“We are the pioneers in the field of electronic banking among the local private sector commercial banks here and the launching of our telebanking service is in keeping with this tradition”, says Kumar Weerasuriya, Sampath Bank’s Assistant General Manager,
Operations and Marketing.
The bank’s telebanking facility was launched on August 24 this year to provide their customers with a more convenient way of transacting business.
Sampath Bank’s Assistant Marketing Manager, Susan Bandara detailed its advantages.
Today most customers especially busy businessmen want a quick and hassle-free way to carry on their day-to-day banking transactions and avoid the time spent in travelling. And telebanking is the easiest, quickest and by far the best, he says.
A customer could use both his mobile or landphone to avail himself of this service.
Among the many advantages of telebanking is that, a customer can transfer his account from one to another. For example, from a savings account to a current account or vice versa. Or he can request a transfer of funds to accounts at other banks, settle Master Card payments, order new cheque. books, stop payment of a cheque, inquire the status of a cheque paid/ unpaid, obtain his bank statements by fax or mail or even report the loss of a Sampath Electronic Teller (SET) card.
The bank’s efforts to make things convenient for its customers is so great that even the figures of the telebanking dialling number have been arranged in ascending order 345678, so that it would be easy for them to remember that number. The service is in both English and Sinhala.
Non-customers also have access to some of our facilities, like obtaining the current exchange or interest rates via our telebanking service, says Bandara.
He said at the time of launching this service, there were not many customers but “today the number has exceeded our expectations.”
Sampath Bank which launched its SET cards facility seven years ago, has currently 240,000 users and “we believe telebanking will be as successful”, said Bandara.
The bank was rated the best commercial bank in Sri Lanka for 1996 by Asiamoney.

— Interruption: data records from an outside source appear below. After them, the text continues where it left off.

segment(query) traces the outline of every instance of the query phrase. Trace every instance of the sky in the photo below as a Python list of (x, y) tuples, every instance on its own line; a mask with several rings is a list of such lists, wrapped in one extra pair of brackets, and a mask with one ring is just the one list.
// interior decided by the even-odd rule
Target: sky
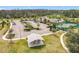
[(0, 6), (0, 10), (14, 9), (79, 10), (79, 6)]

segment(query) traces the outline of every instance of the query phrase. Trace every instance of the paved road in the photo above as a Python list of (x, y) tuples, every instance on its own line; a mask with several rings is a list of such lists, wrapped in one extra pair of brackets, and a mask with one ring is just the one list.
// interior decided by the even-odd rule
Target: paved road
[(16, 25), (13, 25), (12, 29), (13, 33), (15, 33), (15, 38), (23, 38), (31, 33), (37, 33), (40, 35), (51, 33), (46, 24), (40, 23), (40, 30), (24, 31), (24, 25), (19, 20), (14, 20), (14, 22)]
[(62, 47), (69, 53), (69, 49), (66, 47), (64, 41), (63, 41), (63, 36), (66, 34), (67, 32), (63, 33), (61, 36), (60, 36), (60, 42), (62, 44)]

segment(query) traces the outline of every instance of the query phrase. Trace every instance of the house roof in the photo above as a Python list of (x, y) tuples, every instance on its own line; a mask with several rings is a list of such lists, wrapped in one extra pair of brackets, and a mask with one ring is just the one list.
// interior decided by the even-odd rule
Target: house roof
[(39, 34), (32, 33), (28, 35), (28, 43), (34, 41), (34, 40), (44, 40)]

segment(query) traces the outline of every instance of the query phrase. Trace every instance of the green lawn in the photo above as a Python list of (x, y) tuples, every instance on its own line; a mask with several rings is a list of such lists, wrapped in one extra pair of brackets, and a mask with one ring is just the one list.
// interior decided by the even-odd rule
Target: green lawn
[(43, 36), (45, 46), (29, 48), (27, 40), (17, 40), (10, 44), (9, 41), (0, 40), (0, 52), (17, 52), (17, 53), (65, 53), (66, 51), (60, 44), (59, 36), (61, 33), (56, 33), (48, 36)]
[(4, 25), (4, 28), (2, 28), (2, 30), (0, 30), (0, 35), (5, 34), (8, 29), (9, 29), (9, 25)]

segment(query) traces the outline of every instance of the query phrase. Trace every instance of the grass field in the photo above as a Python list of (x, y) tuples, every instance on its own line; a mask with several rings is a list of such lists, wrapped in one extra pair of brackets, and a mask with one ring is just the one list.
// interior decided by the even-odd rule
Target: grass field
[(9, 41), (0, 40), (0, 52), (13, 52), (13, 53), (65, 53), (60, 43), (59, 36), (61, 33), (55, 33), (48, 36), (43, 36), (45, 39), (45, 46), (36, 48), (29, 48), (27, 40), (17, 40), (10, 44)]

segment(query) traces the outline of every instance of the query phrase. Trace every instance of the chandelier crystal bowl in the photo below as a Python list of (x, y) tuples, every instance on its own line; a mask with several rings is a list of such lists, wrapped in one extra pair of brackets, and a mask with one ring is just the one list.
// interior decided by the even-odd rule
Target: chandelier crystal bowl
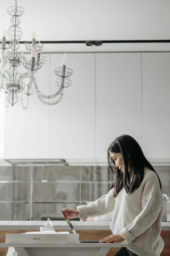
[[(64, 88), (71, 85), (71, 81), (66, 78), (72, 75), (73, 70), (66, 67), (67, 59), (65, 53), (62, 61), (62, 67), (54, 69), (55, 74), (60, 78), (53, 80), (54, 84), (59, 88), (58, 91), (51, 95), (46, 95), (41, 93), (34, 74), (41, 68), (47, 60), (46, 57), (40, 54), (44, 45), (39, 41), (36, 41), (36, 34), (34, 29), (32, 41), (25, 43), (26, 49), (30, 52), (28, 60), (26, 60), (23, 52), (18, 52), (20, 47), (19, 41), (22, 36), (22, 30), (19, 26), (20, 23), (19, 17), (24, 14), (25, 10), (22, 7), (18, 6), (17, 1), (15, 0), (14, 6), (7, 9), (8, 14), (12, 16), (10, 20), (12, 26), (8, 29), (7, 32), (5, 27), (3, 29), (2, 39), (0, 40), (0, 49), (2, 49), (0, 63), (2, 64), (0, 69), (0, 92), (5, 94), (5, 107), (7, 108), (10, 105), (13, 106), (20, 98), (21, 105), (23, 109), (25, 110), (28, 105), (29, 96), (35, 92), (43, 103), (48, 105), (55, 105), (61, 100)], [(6, 39), (7, 35), (9, 40)], [(6, 69), (3, 71), (6, 64), (9, 66), (8, 70)], [(24, 74), (21, 73), (18, 67), (22, 64), (27, 71)], [(19, 94), (20, 97), (18, 95)], [(44, 99), (49, 100), (56, 97), (58, 99), (52, 102), (47, 101)]]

Quoting from that magazine, Bandara said: “Sampath Bank is the most technologically advanced bank in Sri Lanka. Sampath’s sophisticated computer system enables deposits to be better utilised and funding costs to be held down. The bank has the lowest cost-to- income ratio among the local commercial banks at 49 percent. The bank is also strongly capitalised with a BIS ratio of 14.7 percent- comfortably exceeding the BIS risk-weighted capital ratio of 5 percent, enabling new loan growth to continue.”